The 1984-85 season might have begun refreshed by the wonderful matches at the 1984 European Championship in France, but instead British writers drew the conclusion that both the atmosphere and the football there – not shown live on UK TV – had benefited enormously from England’s absence. What followed was a familiar pattern of clubs teetering on the brink of collapse (notably Wolves), unwanted attendance records and constant outbreaks of hooliganism. The 2,976 who watched Cardiff play Wimbledon was the smallest crowd at Ninian Park for more than 50 years. Only 890 made it to Halifax v Torquay. Current Premiership contenders Charlton, Middlesbrough (both then in the Second Division) and Bolton (Third) were well and truly in the ranks of the “inefficient”, all struggling to draw an average of 5,000.

Serious violence broke out at games as diverse as Celtic’s troubled Cup-Winners Cup tie with Rapid Vienna (goalkeeper attacked by fan), Man City’s defeat at Coventry (500 seats ripped out), the Cup tie between Burton Albion and Leicester (replayed behind closed doors) and the Milk Cup semi-final between Chelsea and Sunderland (Clive Walker dodged police horses to lay on the winner).
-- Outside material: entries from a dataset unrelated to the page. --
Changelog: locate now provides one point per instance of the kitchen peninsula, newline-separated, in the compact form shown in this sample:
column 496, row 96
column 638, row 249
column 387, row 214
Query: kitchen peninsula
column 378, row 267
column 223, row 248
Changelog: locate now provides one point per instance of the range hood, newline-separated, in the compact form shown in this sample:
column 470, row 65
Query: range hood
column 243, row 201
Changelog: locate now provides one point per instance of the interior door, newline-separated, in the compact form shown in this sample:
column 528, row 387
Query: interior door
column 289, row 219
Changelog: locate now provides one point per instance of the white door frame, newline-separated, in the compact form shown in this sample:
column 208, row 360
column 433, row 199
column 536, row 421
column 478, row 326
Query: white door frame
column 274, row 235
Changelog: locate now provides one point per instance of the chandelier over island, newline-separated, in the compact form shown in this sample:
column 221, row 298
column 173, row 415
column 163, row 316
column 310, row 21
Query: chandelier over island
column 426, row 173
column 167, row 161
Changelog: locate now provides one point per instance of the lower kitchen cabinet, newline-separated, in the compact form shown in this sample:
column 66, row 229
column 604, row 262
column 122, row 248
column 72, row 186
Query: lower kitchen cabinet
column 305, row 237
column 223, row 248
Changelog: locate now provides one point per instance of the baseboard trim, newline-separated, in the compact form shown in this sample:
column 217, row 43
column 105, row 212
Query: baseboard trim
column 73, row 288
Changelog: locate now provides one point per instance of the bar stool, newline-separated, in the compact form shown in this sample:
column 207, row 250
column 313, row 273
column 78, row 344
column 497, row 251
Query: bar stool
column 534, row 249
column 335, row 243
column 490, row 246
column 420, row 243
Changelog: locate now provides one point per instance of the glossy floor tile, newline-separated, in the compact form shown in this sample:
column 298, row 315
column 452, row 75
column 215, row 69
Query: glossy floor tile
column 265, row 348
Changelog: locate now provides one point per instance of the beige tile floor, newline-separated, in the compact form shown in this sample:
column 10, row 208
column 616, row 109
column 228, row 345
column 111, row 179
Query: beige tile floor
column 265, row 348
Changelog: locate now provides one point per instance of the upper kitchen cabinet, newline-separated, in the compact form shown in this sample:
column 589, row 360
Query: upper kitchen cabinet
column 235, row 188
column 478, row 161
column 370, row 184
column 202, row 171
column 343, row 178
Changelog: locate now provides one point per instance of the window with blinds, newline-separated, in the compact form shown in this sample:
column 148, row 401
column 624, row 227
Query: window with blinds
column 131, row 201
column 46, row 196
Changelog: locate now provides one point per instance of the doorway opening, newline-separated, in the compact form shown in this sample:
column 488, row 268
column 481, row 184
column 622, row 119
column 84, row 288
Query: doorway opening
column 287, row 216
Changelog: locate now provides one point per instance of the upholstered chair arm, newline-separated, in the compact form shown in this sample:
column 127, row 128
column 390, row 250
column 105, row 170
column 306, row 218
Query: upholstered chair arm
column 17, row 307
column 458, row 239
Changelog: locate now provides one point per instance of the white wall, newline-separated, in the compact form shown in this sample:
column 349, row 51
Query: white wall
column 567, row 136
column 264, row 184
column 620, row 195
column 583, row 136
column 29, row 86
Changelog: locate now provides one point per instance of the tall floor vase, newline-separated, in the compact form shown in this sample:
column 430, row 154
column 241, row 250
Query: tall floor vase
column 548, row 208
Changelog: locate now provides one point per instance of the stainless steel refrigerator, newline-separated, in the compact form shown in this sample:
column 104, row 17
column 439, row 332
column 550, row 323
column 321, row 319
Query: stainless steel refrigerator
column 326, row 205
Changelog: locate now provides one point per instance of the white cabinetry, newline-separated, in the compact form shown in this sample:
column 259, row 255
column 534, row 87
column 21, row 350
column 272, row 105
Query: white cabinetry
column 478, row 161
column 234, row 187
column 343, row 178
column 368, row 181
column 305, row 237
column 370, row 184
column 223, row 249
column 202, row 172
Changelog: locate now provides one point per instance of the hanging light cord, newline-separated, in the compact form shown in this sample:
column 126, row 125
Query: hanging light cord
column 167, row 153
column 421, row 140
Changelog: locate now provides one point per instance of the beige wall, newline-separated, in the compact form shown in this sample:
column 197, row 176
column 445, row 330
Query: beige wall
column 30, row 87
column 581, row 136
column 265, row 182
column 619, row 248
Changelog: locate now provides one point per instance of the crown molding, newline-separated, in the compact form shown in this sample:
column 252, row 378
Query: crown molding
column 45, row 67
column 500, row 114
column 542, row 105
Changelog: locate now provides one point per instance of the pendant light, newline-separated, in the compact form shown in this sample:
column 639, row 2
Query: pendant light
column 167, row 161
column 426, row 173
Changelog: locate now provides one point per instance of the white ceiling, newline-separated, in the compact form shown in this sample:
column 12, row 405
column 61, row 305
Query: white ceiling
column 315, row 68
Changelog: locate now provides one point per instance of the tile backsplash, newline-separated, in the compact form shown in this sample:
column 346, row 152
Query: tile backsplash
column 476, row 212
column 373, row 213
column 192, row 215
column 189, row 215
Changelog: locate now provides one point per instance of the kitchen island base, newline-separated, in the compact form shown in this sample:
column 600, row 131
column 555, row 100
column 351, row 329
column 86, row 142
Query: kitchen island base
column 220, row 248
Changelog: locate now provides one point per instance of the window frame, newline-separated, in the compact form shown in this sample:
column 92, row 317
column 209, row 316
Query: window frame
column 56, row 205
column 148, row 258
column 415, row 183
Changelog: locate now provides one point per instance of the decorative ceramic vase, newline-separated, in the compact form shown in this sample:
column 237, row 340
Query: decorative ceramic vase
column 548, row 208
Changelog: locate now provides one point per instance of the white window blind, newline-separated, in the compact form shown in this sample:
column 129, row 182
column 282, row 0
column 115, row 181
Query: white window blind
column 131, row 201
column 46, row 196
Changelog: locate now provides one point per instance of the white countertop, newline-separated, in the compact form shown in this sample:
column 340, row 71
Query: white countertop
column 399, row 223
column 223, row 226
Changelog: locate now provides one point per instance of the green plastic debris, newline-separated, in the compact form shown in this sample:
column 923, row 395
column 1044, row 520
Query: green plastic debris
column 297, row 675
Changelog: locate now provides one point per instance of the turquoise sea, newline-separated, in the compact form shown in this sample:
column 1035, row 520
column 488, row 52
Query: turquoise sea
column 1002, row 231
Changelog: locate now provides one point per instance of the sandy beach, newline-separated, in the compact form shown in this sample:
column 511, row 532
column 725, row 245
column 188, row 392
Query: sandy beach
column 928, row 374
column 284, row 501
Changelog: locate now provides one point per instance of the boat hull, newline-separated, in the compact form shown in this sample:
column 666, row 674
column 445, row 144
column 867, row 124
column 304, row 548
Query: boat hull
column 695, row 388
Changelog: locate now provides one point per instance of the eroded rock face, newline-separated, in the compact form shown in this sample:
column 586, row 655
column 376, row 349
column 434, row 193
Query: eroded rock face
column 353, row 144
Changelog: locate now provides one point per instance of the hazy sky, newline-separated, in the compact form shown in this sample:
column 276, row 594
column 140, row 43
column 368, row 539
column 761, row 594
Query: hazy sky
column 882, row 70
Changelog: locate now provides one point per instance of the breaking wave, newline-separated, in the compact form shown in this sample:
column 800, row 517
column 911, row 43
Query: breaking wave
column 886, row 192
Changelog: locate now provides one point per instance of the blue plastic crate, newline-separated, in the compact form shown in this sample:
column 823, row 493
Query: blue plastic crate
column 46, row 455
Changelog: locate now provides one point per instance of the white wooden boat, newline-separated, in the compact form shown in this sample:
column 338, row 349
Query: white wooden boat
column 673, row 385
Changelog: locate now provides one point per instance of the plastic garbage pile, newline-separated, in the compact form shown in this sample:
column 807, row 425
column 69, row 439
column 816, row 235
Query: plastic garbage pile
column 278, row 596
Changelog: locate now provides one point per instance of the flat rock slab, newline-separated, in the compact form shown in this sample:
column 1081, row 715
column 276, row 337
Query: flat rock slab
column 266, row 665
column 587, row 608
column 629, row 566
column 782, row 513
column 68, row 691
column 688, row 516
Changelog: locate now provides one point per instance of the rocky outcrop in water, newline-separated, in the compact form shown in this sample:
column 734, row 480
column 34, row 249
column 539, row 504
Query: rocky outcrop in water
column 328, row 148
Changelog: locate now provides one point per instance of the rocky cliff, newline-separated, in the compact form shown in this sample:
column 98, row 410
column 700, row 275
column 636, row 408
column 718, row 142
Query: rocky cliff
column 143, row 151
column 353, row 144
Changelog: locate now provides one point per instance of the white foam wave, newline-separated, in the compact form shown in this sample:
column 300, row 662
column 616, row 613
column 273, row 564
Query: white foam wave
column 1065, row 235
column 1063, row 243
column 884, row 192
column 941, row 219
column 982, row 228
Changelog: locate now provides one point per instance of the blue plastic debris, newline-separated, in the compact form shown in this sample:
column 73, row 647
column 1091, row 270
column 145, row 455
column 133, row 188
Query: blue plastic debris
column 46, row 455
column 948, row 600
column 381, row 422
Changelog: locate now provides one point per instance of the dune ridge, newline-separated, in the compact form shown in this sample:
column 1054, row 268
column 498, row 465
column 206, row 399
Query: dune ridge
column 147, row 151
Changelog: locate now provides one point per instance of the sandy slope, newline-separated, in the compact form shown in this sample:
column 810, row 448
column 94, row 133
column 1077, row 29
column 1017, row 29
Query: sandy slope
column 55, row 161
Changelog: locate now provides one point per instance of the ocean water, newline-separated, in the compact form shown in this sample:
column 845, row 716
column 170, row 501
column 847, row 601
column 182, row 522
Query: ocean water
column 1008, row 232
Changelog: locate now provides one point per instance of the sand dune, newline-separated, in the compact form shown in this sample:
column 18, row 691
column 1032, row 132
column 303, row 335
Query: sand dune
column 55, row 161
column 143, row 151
That game led to the famous dispute over electrified fences at Stamford Bridge, while the even more notorious riot by Millwall fans at Luton in March 1985 prompted Thatcher to take a keener interest in football’s crisis.

The violent disaster that football had been half expecting came on May 11, when a boy was killed and nearly 100 police injured as Leeds fans rioted at St Andrew’s, though it was almost totally overshadowed by the Bradford fire on the same day. Heysel, 18 days later, was a numbing shock, but by then few could claim it was a total surprise. In fact, as Walvin suggested, it came to seem inevitable because it combined all the rotten elements that had been ringing alarm bells for years: fan violence; dilapidated stadiums; official bungling and neglect; bull-headed policing; and the full range of instant solutions offered by TV pundits (Terry Venables recommended the head-cracking example of the police in Spain, where fans were “really frightened”). The fact that it was broadcast live on television at Europe’s showpiece event of the season cemented its symbolism as the apocalyptic climax of all that had gone before.

The most frequently quoted report on Heysel was written by the Guardian’s Frank Keating: “One more corpse was carried from the Brussels stadium last night. Soccer itself – draped in the Union Jack. It deserved to be spat upon.” In fact, as some protested at the time, the game itself deserved to be rescued and restored to national respectability. But it would take an even greater disaster before that could happen.